By the end of the debate, I found that, whether I agreed with him or not, Biden showed knowledge of every question asked, provided examples and spoke intelligently with out talking down to people. I got the sense that if you were sitting down to dinner with him and wanted to talk at length about any of the topics presented at the debate(Iraq, energy, nuclear weapons, Isreal, Iran, Wall Street) he could carry on with an engaging conversation. He seemed to know more than just talking points.

On the other hand, I got the sense that Palin was one follow up question away from disaster. While straying from topics and tapdancing around answers is commonplace in politics, she lacked coherence and depth. Both candidates had talking points, sure, but Palin did not go beyond those flash cards.

Is that being partisan? I don't think so. Am I being elitist. Sure! There is a reason it's hard to get into Yale. There's a reason why only one person can be editor-in-chier of the law review or graduate top of their class. That's the kind of person I want removing a tumor, representing me in court and talking to crazy foreign leaders with nukes.

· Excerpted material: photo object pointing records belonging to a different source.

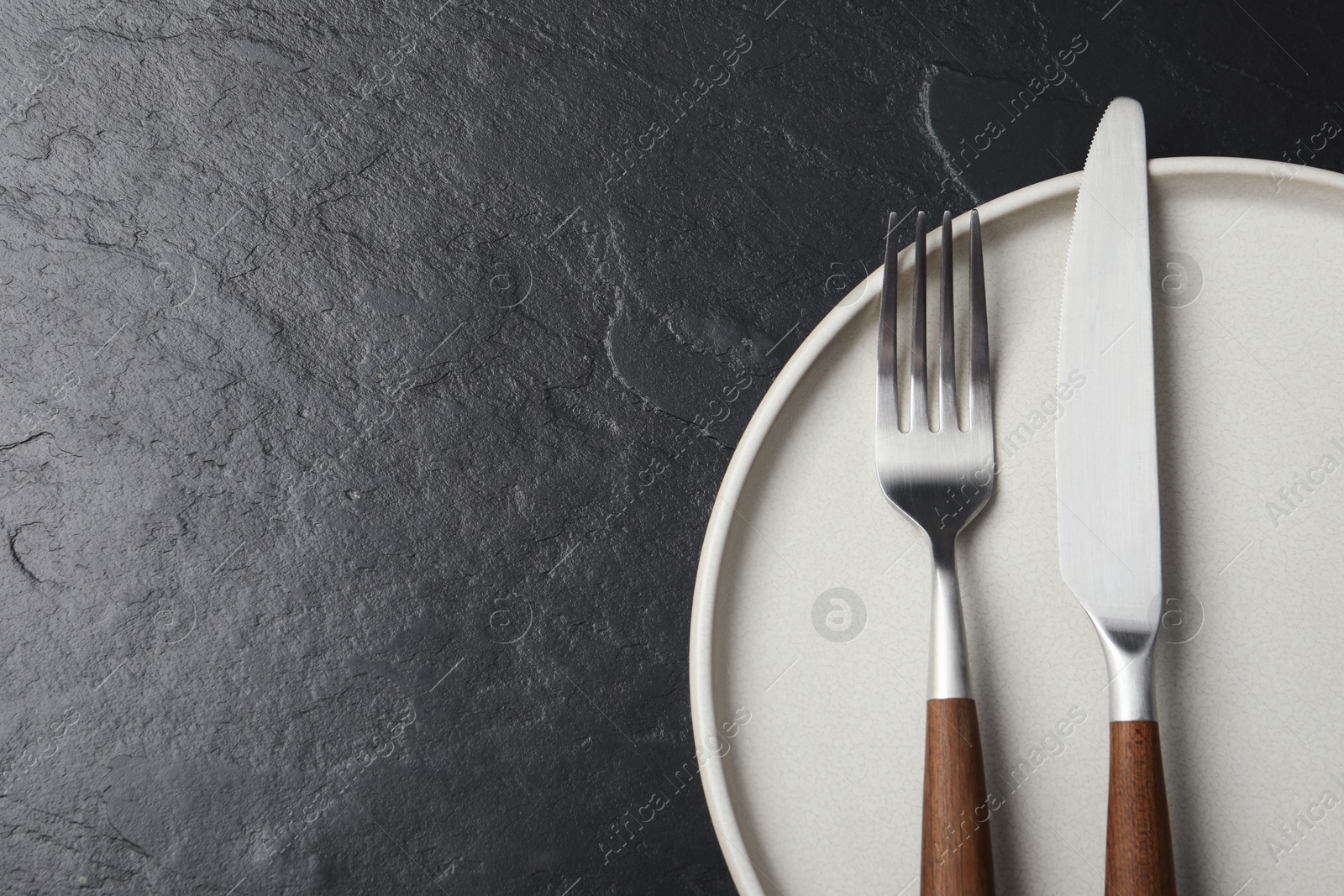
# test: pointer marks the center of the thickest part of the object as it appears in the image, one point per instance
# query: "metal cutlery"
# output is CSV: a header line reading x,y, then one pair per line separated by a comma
x,y
1106,484
941,479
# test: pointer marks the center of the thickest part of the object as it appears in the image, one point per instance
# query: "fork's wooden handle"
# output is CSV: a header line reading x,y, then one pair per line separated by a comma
x,y
1139,832
956,859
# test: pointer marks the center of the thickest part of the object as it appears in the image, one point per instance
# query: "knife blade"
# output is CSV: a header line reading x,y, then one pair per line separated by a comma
x,y
1106,483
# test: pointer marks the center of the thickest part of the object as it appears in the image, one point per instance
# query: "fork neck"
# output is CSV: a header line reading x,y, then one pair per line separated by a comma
x,y
949,676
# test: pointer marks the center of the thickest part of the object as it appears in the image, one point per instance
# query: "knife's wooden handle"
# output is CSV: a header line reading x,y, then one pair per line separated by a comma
x,y
1139,832
956,859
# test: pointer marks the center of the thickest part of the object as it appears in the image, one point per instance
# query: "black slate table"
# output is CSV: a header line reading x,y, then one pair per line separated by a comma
x,y
370,371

Does that mean only those types of people are capable of such tasks? Certainly not. It's not a requirment, but the difference is if you graduate from the Du Loc Community School for Jazz Dance and want to be a doctor or a head of state, you must prove that you are at the caliber of those who did graduate from, say, an ivy league school.

Coming back to the election at hand. How can anyone say that Palin is at all competent to be second in command for one of the most powerful countries in the world? I just hope those who do think that way don't ever sit on the board examinations for my brain surgeon, God forbid I ever need one.

If you've made it this far, I'm sorry, but I feel better now.